NUMERO : Juillet – Août 2014

Concentré ? Dilué ?

Concentrilué

Nous devons d’abord définir ce que veut dire « concentré ». Pour cela, il faut trouver le point zéro auquel on se réfère. Un produit vaisselle-main de marque aura une concentration moyenne en matières actives qui ne dépassera guère les 18-20 %, qui aura donc 80-82 % d’eau. Tromperie ? Non, cette concentration est devenue tellement usuelle que plus concentré ira causer des surdosages – mais aussi des problèmes d’ordre technique. Chaque catégorie des produits détersifs a son propre niveau médian de concentration, et ces médians sont très différents l’un de l’autre. Le prédicat « dilué » ne pourra donc s’appliquer que si un produit quelconque dévie sensiblement en-dessous de son médian usuel. Et il va de soi qu’aucun producteur n’affichera cela ! Quelles peuvent être les raisons d’offrir des produits « dilués » ?

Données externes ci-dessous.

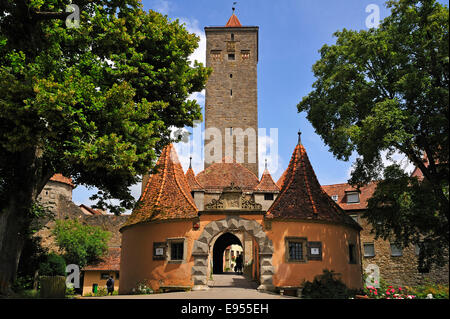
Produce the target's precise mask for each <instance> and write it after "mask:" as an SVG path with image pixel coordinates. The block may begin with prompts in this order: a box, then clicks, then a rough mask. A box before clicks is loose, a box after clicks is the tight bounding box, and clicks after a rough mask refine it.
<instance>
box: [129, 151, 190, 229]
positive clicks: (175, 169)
mask: <svg viewBox="0 0 450 319" xmlns="http://www.w3.org/2000/svg"><path fill="white" fill-rule="evenodd" d="M156 167H157V170H158V172H157V173H156V174H153V175H152V176H151V177H150V178H149V179H148V182H147V185H146V187H145V189H144V191H143V193H142V195H141V198H140V199H139V203H138V205H137V207H136V208H135V209H134V210H133V212H132V214H131V215H130V217H129V218H128V220H127V222H126V223H125V225H124V227H126V226H130V225H134V224H138V223H143V222H149V221H154V220H168V219H183V218H194V217H197V211H198V210H197V207H196V206H195V204H194V200H193V198H192V196H191V190H190V187H189V184H188V182H187V180H186V177H185V176H184V172H183V168H182V167H181V164H180V162H179V160H178V155H177V152H176V151H175V148H174V146H173V145H172V144H170V145H168V146H166V147H165V148H164V149H163V151H162V153H161V156H160V157H159V160H158V162H157V163H156Z"/></svg>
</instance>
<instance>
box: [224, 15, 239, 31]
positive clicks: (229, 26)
mask: <svg viewBox="0 0 450 319" xmlns="http://www.w3.org/2000/svg"><path fill="white" fill-rule="evenodd" d="M225 27H227V28H239V27H242V24H241V22H239V19H238V18H237V17H236V15H235V14H234V13H233V14H232V15H231V17H230V19H228V22H227V24H226V25H225Z"/></svg>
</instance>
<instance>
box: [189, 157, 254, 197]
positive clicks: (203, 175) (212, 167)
mask: <svg viewBox="0 0 450 319" xmlns="http://www.w3.org/2000/svg"><path fill="white" fill-rule="evenodd" d="M226 162H228V161H227V160H226V159H225V158H224V159H223V160H222V163H214V164H212V165H211V166H209V167H208V168H207V169H205V170H204V171H201V172H200V173H198V174H197V180H198V181H199V182H200V184H201V185H202V186H203V187H204V188H205V190H222V189H224V188H225V187H228V186H230V185H231V183H234V186H237V187H240V188H241V189H242V190H243V191H253V190H254V189H255V187H256V186H257V185H258V184H259V179H258V177H256V175H255V174H254V173H253V172H252V171H250V170H249V169H248V168H246V167H244V166H242V165H241V164H239V163H237V162H236V161H233V162H232V163H226ZM230 162H231V161H230Z"/></svg>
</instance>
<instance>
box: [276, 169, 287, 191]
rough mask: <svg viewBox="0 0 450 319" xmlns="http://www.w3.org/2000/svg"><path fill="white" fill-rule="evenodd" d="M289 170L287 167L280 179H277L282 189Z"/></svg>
mask: <svg viewBox="0 0 450 319" xmlns="http://www.w3.org/2000/svg"><path fill="white" fill-rule="evenodd" d="M287 171H288V170H287V168H286V170H285V171H284V172H283V174H281V176H280V178H279V179H278V181H277V186H278V187H279V188H280V189H282V188H283V183H284V180H285V179H286V174H287Z"/></svg>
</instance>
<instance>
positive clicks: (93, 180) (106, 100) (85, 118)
mask: <svg viewBox="0 0 450 319" xmlns="http://www.w3.org/2000/svg"><path fill="white" fill-rule="evenodd" d="M69 3H71V1H69V0H49V1H43V0H3V1H1V2H0V294H2V293H6V292H8V291H9V288H10V286H11V284H12V282H13V281H14V279H15V276H16V270H17V263H18V260H19V256H20V252H21V250H22V247H23V243H24V241H25V239H26V238H27V236H26V234H27V231H26V230H27V229H28V228H29V224H30V223H31V221H32V219H33V218H32V217H33V215H32V214H31V212H32V207H33V203H34V202H35V201H36V198H37V196H38V195H39V193H40V192H41V190H42V189H43V187H44V185H45V184H46V183H47V182H48V180H49V178H50V177H51V176H52V175H53V174H54V173H62V174H63V175H65V176H67V177H71V178H72V179H73V181H74V183H76V184H77V185H86V186H93V187H97V188H98V189H99V195H98V197H99V206H101V207H103V208H109V209H110V210H111V211H113V212H114V213H120V212H121V211H123V210H125V209H130V208H132V207H133V205H134V199H133V197H132V196H131V193H130V191H129V187H130V186H131V185H133V184H135V183H137V182H138V181H139V177H138V176H139V175H142V174H144V173H147V172H148V170H149V169H151V168H152V167H153V166H154V163H155V160H156V157H157V155H158V154H159V153H160V151H161V149H162V147H163V146H164V145H166V144H167V143H169V142H171V138H170V134H169V133H170V127H171V126H174V127H183V126H185V125H188V126H191V125H192V124H193V121H194V120H197V119H201V109H200V106H199V105H198V103H197V101H195V100H189V99H188V97H189V95H190V94H191V93H193V92H198V91H201V90H202V89H203V88H204V85H205V83H206V79H207V77H208V75H209V73H210V72H211V71H210V69H207V68H205V67H204V66H203V65H201V64H200V63H197V62H194V63H191V62H190V61H189V59H188V57H189V56H190V55H191V54H192V53H193V51H194V50H195V48H197V46H198V41H199V38H198V37H197V36H195V35H194V34H191V33H189V32H188V31H187V30H186V28H185V27H184V26H183V25H180V23H179V21H178V20H177V21H171V20H169V19H168V18H167V17H165V16H162V15H161V14H159V13H156V12H153V11H149V12H145V11H143V9H142V5H141V4H140V1H138V0H79V1H76V3H77V6H78V7H79V9H80V10H79V14H80V16H79V22H80V23H79V27H78V28H69V27H67V25H66V18H67V17H68V15H69V14H70V13H66V12H65V11H66V6H67V5H68V4H69ZM75 13H76V12H75ZM110 198H117V199H119V200H120V207H119V208H117V207H112V206H106V203H107V199H110Z"/></svg>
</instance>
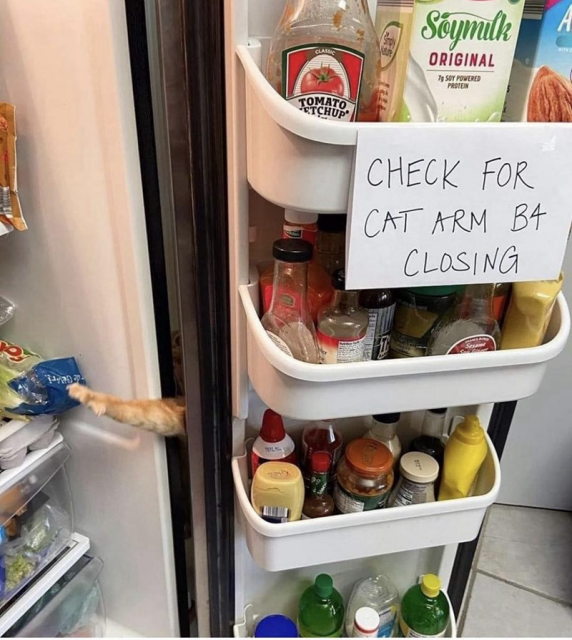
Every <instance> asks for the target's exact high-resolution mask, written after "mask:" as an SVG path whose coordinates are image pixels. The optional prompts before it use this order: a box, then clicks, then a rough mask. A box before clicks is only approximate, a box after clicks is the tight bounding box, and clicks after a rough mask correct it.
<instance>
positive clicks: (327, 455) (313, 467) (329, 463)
mask: <svg viewBox="0 0 572 640" xmlns="http://www.w3.org/2000/svg"><path fill="white" fill-rule="evenodd" d="M330 461H331V458H330V454H329V453H328V452H327V451H315V452H314V453H313V454H312V471H315V472H316V473H326V471H329V469H330Z"/></svg>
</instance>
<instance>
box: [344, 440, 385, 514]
mask: <svg viewBox="0 0 572 640" xmlns="http://www.w3.org/2000/svg"><path fill="white" fill-rule="evenodd" d="M392 462H393V457H392V455H391V452H390V451H389V449H388V448H387V447H386V446H385V445H384V444H382V443H381V442H378V441H377V440H368V439H366V438H360V439H359V440H354V441H353V442H350V443H349V444H348V446H347V447H346V451H345V454H344V456H343V457H342V459H341V460H340V463H339V464H338V468H337V472H336V488H335V489H334V501H335V503H336V509H337V510H338V511H339V512H341V513H353V512H357V511H371V510H372V509H381V508H383V507H385V506H386V503H387V499H388V497H389V493H390V491H391V487H392V485H393V470H392Z"/></svg>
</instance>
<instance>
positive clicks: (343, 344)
mask: <svg viewBox="0 0 572 640" xmlns="http://www.w3.org/2000/svg"><path fill="white" fill-rule="evenodd" d="M318 343H319V345H320V349H321V350H322V362H323V363H324V364H339V363H343V362H362V361H363V360H364V347H365V336H362V337H361V338H354V339H350V340H348V339H347V338H346V339H340V338H333V337H332V336H327V335H326V334H325V333H322V332H321V331H318Z"/></svg>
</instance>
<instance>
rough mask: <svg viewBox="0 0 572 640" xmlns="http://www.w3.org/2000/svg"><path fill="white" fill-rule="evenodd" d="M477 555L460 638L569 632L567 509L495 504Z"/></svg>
mask: <svg viewBox="0 0 572 640" xmlns="http://www.w3.org/2000/svg"><path fill="white" fill-rule="evenodd" d="M477 553H478V555H477V558H476V565H475V566H476V570H474V572H473V576H472V578H471V580H472V583H471V582H470V583H469V584H470V587H469V593H468V595H467V597H466V599H465V604H464V610H463V612H462V613H461V616H460V620H459V635H460V636H462V637H465V638H479V637H481V638H491V637H517V638H530V637H544V638H559V637H570V636H572V513H567V512H562V511H548V510H545V509H528V508H524V507H509V506H503V505H494V506H493V507H492V509H491V510H490V513H489V516H488V519H487V523H486V525H485V530H484V535H483V536H482V537H481V543H480V548H479V549H478V551H477Z"/></svg>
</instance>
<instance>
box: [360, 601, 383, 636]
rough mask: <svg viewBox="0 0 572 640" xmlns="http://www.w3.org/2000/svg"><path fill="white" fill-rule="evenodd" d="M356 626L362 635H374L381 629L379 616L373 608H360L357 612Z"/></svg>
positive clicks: (360, 607)
mask: <svg viewBox="0 0 572 640" xmlns="http://www.w3.org/2000/svg"><path fill="white" fill-rule="evenodd" d="M354 625H355V627H356V628H357V630H358V631H361V632H362V633H374V632H377V630H378V629H379V614H378V613H377V611H376V610H375V609H372V608H371V607H360V608H359V609H358V610H357V611H356V615H355V618H354Z"/></svg>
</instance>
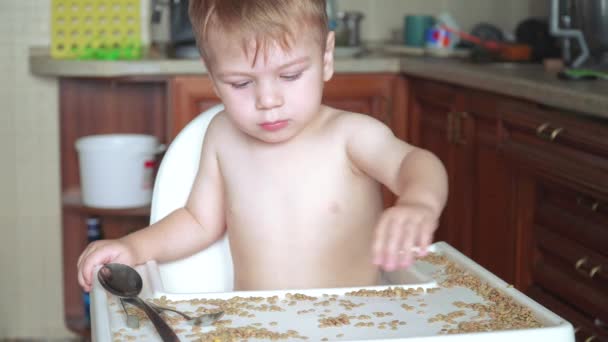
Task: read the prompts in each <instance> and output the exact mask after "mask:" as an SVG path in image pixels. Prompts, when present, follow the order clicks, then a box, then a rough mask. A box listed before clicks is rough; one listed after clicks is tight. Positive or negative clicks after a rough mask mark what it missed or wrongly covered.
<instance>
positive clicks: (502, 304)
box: [422, 253, 542, 334]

Nous pouvons distinguer trois aspects différents liés à un achat de détergent. Deux sont très visibles, un reste caché :

1.L’aspect financier :

le prix du produit par unité présentée à l’étagère

2.L’aspect « perception » :

impression générale que fait le produit

3.L’aspect technique :

invisible, on se fie principalement à des jugements externes.

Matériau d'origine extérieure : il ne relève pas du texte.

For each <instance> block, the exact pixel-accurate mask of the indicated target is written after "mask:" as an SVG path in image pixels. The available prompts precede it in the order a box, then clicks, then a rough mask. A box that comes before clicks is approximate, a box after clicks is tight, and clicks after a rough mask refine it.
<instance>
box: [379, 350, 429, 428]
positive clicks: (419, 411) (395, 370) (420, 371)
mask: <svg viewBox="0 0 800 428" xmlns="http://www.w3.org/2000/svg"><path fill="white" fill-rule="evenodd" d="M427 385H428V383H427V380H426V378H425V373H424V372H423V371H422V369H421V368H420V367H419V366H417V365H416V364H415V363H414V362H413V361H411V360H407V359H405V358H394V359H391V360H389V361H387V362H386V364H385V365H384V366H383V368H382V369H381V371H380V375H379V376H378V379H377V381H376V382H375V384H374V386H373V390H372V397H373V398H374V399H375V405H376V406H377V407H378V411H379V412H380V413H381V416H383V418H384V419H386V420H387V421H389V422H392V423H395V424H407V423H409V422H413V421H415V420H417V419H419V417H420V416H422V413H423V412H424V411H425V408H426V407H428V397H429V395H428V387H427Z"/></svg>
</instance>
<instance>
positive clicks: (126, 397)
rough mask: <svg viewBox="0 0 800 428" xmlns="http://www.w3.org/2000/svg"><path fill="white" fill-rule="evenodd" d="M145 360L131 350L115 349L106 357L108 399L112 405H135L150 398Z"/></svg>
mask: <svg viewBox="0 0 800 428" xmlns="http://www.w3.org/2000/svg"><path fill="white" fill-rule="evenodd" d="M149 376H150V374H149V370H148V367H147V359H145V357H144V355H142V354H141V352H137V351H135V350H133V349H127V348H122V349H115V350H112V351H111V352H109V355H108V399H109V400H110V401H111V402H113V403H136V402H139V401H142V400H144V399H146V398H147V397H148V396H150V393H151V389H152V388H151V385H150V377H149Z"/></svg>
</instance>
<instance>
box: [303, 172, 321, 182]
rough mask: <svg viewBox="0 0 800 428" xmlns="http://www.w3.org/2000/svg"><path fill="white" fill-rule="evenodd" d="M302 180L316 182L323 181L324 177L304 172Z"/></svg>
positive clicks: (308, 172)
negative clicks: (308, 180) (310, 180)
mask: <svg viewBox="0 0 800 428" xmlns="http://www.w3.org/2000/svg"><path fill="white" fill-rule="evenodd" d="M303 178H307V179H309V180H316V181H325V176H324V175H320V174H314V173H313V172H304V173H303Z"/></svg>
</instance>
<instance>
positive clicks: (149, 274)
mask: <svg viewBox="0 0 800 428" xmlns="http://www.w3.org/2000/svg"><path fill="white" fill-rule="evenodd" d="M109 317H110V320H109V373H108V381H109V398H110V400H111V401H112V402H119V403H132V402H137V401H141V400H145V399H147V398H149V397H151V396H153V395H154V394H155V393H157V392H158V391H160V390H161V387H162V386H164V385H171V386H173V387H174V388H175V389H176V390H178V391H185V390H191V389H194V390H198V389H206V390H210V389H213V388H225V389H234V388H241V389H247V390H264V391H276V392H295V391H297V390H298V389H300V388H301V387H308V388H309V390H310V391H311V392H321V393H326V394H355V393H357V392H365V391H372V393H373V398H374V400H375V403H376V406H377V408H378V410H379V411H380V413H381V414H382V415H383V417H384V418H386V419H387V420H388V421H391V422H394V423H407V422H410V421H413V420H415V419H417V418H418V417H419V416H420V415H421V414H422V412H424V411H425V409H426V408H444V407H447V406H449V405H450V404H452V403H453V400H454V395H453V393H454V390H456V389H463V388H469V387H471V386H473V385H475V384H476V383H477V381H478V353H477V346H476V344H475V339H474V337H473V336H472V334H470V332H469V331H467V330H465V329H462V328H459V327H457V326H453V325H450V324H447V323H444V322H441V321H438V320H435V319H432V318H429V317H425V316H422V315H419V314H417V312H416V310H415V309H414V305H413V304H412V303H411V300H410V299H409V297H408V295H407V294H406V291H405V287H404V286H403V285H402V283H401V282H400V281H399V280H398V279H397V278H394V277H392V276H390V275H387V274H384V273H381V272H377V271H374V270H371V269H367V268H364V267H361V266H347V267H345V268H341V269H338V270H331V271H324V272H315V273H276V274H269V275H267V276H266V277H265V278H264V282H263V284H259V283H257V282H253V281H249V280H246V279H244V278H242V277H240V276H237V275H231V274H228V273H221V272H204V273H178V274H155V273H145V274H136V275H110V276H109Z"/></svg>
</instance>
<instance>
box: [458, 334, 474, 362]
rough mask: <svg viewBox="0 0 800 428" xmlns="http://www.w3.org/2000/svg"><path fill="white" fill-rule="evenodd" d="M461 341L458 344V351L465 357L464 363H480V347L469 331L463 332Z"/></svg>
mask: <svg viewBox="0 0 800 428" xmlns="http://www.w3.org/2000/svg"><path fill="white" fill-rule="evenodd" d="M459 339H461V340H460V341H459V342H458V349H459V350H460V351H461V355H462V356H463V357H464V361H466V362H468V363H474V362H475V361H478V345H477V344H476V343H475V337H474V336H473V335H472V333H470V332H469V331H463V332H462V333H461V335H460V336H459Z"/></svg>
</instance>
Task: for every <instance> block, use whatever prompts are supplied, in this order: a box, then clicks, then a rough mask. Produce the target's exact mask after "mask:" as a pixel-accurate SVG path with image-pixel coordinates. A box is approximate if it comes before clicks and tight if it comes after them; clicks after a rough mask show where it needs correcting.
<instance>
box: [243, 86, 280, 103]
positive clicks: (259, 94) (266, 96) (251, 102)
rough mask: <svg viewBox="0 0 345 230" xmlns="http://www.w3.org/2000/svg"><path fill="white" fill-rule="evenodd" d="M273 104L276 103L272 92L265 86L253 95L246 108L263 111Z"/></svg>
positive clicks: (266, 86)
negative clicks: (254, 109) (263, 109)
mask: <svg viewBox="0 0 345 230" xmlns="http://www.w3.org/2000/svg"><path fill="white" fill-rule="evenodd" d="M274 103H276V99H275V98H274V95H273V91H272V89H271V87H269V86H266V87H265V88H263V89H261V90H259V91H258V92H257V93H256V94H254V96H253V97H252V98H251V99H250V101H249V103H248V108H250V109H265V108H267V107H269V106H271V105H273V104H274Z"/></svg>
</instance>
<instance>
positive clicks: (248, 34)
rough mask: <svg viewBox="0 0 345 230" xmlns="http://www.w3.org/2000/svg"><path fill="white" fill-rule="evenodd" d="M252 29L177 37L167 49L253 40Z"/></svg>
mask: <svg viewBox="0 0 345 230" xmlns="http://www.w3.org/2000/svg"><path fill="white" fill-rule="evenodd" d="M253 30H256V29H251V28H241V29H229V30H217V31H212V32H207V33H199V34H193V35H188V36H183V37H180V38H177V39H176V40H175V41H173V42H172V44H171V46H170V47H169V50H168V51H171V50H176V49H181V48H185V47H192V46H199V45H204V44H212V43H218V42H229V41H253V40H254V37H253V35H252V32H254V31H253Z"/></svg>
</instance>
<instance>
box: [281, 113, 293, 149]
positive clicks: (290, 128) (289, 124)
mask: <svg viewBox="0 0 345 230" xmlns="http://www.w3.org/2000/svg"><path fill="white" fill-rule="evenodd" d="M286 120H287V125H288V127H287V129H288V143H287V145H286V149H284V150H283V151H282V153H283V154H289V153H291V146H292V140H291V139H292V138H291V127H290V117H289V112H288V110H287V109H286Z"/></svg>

Le lecteur averti remarquera que l’aspect de la soutenabilité ne figure pas dans cette énumération. En effet, c’est rarement un élément décisif lors de l’achat. Spécialement dans les magasins bio le consommateur sous-entend que le producteur – ainsi que le tenancier du magasin – ont sélecté les produits en vente à base de leur qualité soutenable, dont la qualité écologique fait partie.

 

Conflits multiples

La technicité du produit décidera de son efficacité et de son prix. Les producteurs de détergents soutenables doivent faire un choix judicieux parmi les ingrédients soutenables, en même temps assurer l’efficacité et en plus, rester abordables question prix. Pas facile, parce que ce genre d’ingrédients ne fait toujours pas foule. À partir de ce choix restreint, il doivent composer des détergents chimiquement et biologiquement stables, et sans risques lors de la manipulation et l’utilisation par le consommateur. Il faut éviter de transporter une quantité importante d’eau – cet aspect deviendra de plus en plus important. Toutes ces exigences générent une situation à conflits multiples. Un détergent très concentré est

difficile à stabiliser et peut poser des problèmes à la dilution. Par sa concentration, il pourra générer des risques de santé à la manipulation. On se retrouvera avec un détergent classé légalement comme « à risque » , portant les mentions irritant, corrosif, nocif, … Dans la situation actuelle personne ne voudra acheter un tel produit, bien qu’il puisse-t-être parfaitement soutenable !

Dans le passé récent il y a eu plusieurs initiatives de ce genre, avec même des petits flacons de 100 ml, destinés à être dilué par le consommateur jusqu’à l000 ml. Elles on toutes échouées. Comme dans une pièce de théatre, la technique reste cachée…

La perception est l’aspect le plus visible du détergent – en parallèle, le plus irréel. Flacon vert, produit vert, étiquette verte, noms suggestifs, slogans prometteurs, parfum de pommes, montagnes de mousse… Encore et toujours on se laisse troubler le jugement : les colorants sont de la synthèse superflue, les slogans des châteaux en Espagne. Il n’existe point de parfum de pommes naturel et la mousse ne nettoie pas. Tous ces éléments ne représentent pas du tout la qualité réelle d’un détergent soutenable.

 

Cacahuètes

J’aime recycler un dicton américain : « Quand on paie en cacahuètes, on attire des singes ». Quoi qu’on fasse, un détergent de qualité a son prix équitable : exiger un prix inférieur, c’est « une invitation à la dilution ». On ajoutera une certaine quantité d’eau qui va faire baisser le prix – et la qualité.

Inévitablement, le futur sera un futur du concentré. Imaginez-vous qu’on puisse réduire les multiples transports de détergents à 30 % de leur tonnage actuel ! Ce futur a commencé hier, mais pour se réaliser il nécessitera l’intérêt et la participation active des producteurs, des points de vente comme celle des consommateurs.